L’histoire vraie d’une chaîne de fraternité ayant permis le sauvetage d’un ex déporté promis à la mort devient, dans la mise en scène de Mathieu Coblentz, un spectacle polyphonique. L’Enfer de Treblinka de Vassili Grossman pose l’horreur du XXe siècle en fond historique du destin particulier de Robert Antelme. Sur cette toile saisissante se détachent le récit de Dionys Mascolo, qui raconte l’extraordinaire évasion de son ami dans Autour d’un effort de mémoire ; et celui de Marguerite Duras qui, dans La Douleur, raconte l’attente puis les soins prodigués à son mari ravi à la mort. Une ode à l’humanité.

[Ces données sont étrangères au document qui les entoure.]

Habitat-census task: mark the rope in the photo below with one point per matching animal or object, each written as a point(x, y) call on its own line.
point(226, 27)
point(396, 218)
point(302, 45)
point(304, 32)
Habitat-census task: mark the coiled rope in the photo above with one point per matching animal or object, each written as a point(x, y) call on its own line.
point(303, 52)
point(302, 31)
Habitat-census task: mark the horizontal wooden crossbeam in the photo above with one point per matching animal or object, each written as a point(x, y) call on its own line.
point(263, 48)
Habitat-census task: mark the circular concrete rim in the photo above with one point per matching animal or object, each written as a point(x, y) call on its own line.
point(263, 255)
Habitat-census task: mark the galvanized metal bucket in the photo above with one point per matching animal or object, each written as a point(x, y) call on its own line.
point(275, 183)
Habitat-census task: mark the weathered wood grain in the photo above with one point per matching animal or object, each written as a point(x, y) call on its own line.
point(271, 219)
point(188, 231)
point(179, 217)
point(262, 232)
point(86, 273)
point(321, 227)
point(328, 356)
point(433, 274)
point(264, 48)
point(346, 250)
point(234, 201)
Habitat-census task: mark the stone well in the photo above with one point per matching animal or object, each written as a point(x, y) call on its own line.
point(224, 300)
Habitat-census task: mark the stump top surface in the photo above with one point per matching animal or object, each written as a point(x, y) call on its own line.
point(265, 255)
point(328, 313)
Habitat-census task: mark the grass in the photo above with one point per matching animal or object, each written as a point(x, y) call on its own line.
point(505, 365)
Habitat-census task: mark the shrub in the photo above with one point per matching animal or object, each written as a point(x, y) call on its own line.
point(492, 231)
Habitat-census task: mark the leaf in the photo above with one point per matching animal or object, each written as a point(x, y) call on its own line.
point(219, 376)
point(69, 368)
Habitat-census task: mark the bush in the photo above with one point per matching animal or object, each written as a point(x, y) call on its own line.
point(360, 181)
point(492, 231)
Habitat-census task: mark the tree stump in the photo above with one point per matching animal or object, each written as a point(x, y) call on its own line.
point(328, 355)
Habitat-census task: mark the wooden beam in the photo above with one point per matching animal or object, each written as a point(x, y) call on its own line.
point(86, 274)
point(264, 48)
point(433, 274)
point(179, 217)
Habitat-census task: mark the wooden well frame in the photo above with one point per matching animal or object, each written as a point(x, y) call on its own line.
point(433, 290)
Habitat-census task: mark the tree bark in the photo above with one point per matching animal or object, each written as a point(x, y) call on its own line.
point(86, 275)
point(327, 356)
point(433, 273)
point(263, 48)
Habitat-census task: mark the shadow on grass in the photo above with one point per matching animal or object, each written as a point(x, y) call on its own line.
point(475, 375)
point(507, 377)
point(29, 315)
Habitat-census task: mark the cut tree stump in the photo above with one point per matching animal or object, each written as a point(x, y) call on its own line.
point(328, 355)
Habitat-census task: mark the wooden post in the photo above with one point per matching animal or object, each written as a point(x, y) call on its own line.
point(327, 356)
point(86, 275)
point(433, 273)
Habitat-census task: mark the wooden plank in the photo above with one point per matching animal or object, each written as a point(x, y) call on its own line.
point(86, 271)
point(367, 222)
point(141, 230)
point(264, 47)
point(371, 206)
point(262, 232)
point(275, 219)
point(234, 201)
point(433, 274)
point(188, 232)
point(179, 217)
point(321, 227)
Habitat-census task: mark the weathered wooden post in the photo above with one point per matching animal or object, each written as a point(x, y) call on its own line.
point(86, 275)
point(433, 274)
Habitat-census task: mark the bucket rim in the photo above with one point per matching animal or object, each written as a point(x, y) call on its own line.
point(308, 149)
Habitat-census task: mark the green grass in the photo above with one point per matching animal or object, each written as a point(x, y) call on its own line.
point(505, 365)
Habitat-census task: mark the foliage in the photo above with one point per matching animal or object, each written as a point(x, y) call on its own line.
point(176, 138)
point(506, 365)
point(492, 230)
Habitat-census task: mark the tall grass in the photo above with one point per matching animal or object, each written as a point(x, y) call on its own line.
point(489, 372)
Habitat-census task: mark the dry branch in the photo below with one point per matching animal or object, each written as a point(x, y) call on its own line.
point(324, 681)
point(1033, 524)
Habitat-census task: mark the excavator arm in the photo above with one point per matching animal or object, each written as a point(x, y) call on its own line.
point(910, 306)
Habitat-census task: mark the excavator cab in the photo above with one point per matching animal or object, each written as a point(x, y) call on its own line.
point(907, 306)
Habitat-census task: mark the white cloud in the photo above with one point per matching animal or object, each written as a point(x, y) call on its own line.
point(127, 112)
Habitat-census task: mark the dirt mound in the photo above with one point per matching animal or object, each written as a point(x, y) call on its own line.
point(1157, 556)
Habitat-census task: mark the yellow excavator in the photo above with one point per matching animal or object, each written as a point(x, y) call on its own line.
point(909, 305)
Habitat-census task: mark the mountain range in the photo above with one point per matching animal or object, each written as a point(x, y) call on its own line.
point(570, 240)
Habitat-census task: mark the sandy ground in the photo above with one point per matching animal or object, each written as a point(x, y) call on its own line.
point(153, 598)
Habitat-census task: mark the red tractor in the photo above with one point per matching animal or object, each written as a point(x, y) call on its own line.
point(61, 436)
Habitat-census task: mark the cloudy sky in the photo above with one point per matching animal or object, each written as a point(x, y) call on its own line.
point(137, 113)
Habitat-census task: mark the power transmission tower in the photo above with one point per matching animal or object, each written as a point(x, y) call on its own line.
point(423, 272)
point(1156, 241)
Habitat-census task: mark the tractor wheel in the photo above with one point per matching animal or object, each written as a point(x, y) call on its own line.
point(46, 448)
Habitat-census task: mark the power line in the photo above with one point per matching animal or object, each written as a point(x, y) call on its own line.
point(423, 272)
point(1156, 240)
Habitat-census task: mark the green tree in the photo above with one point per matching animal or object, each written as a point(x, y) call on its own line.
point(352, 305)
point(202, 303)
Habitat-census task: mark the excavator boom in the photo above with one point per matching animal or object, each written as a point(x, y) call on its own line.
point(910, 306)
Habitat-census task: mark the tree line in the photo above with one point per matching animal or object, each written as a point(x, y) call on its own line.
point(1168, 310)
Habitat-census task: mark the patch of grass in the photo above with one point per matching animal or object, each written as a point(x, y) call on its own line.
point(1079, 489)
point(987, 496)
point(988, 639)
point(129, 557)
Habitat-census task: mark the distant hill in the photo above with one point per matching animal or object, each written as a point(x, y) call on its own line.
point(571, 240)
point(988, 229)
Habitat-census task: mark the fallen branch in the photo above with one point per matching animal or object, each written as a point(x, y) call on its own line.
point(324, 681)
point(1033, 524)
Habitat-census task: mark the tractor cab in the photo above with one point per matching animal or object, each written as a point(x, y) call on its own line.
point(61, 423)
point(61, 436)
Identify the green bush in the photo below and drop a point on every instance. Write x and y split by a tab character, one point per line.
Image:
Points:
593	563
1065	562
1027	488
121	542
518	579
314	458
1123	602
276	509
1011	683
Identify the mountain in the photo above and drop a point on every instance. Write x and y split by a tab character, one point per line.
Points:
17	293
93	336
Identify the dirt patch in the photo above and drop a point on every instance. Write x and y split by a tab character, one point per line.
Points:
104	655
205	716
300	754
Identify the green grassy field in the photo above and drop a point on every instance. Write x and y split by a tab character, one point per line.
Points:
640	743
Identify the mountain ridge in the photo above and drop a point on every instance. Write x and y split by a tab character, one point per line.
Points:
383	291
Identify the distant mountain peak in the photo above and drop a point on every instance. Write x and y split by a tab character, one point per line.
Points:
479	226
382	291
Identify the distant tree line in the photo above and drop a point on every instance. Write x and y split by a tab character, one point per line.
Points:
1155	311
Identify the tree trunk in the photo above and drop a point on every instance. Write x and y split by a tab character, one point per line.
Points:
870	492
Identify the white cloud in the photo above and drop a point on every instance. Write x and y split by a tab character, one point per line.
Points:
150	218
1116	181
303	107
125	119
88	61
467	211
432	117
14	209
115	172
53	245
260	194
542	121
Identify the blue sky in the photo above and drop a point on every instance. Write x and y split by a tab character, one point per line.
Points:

En avril 1945, le résistant Robert Antelme, extrêmement affaibli et sous quarantaine au camp de Dachau, fut exfiltré et ainsi sauvé grâce à la ténacité de ses amis. Deux ans plus tard, il publia L’Espèce humaine, livre majeur sur l’expérience de la déportation. Pour chanter cette épopée d’un revenant, Mathieu Coblentz fait dialoguer la voix de l’écrivain avec celle de deux de ses proches, acteurs de son sauvetage : son épouse, Marguerite Duras, autrice d’un magnifique journal de l’attente intitulé La Douleur, et l’ami du couple Dionys Mascolo, qui livra à son tour son témoignage dans Autour d’un effort de mémoire.
Trois comédiens portent ces récits croisés avec le concours de deux musiciens. Ils occupent quatre espaces scéniques superposés. Les différents lieux et points de vue de la narration se rejoignent à travers la ferveur du jeu. Les fragments du Requiem de Mozart donnent à ce retour de l’enfer la dimension d’un mythe universel.